Un día me tocó a mí. Me metieron un cepo de lobo en la pierna y grité como un loco sentado en la silla eléctrica. El furgón era como un puto camión de cerdos, de esos que llevan cada noche al matadero y se mean encima y encima unos de otros. Llega un momento que solo quieres salir de allí, aunque sea a cualquier precio. Tres horas de jaula y de madrugada te deja hecho una mierda. Sales al patio, pero no el de mi recreo, de Antonio Vega. Un cíborg bastante cabrón te limpia los dientes sin pasta y te sangran las encías hasta que dan las ocho y todo el mundo se va a casa a ver la televisión por cable, que hoy toca «Fahrenheit 451» para adiestrar aún más a los carceleros en el arte de quemar.

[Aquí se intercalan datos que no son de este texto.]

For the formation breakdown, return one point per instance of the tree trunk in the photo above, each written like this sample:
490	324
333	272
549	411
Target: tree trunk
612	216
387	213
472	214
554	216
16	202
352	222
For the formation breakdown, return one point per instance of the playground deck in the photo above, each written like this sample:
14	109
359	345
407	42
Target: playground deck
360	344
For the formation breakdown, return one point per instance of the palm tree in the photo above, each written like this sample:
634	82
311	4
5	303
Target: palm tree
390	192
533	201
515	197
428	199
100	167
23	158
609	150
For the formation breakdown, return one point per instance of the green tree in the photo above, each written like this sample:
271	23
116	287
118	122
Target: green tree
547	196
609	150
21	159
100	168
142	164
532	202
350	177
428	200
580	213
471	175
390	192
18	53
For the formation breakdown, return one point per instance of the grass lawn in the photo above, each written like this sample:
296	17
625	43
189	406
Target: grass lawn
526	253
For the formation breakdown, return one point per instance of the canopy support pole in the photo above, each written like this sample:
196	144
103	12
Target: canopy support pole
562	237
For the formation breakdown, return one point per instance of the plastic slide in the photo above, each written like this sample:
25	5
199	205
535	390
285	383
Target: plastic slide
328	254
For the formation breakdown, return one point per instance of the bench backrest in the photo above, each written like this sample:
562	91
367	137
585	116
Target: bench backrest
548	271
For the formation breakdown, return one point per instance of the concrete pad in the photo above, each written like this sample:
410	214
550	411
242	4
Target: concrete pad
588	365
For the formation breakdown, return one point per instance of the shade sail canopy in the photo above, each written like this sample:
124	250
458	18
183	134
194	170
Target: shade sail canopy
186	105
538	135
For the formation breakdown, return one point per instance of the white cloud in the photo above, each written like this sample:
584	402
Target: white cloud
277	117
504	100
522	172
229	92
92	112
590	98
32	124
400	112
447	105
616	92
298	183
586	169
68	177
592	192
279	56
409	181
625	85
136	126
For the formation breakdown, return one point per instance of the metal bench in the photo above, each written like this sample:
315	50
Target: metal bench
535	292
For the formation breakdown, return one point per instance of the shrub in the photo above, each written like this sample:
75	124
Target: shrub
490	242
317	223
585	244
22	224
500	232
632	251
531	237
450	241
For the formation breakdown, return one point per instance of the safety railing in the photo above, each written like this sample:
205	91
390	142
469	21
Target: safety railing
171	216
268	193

Tengo un compañero de celda que es un asco. Es un tipo grasiento que apesta a cueva de murciélago. Llegó aquí cinco años antes. Creo que fue uno de los primeros.
Los primeros fueron vagabundos de parques, gente escarbando en los contenedores, dispuesta a comer basura, los que pedían en calles y centros comerciales.
Todos tenemos una fecha de salida 2084. Seguro que muchos lo harán antes, en un contenedor de cadáveres amontonados que convertirán en snacks de máquinas para que la gente almuerce algo rápido y no pierda el ritmo de trabajo.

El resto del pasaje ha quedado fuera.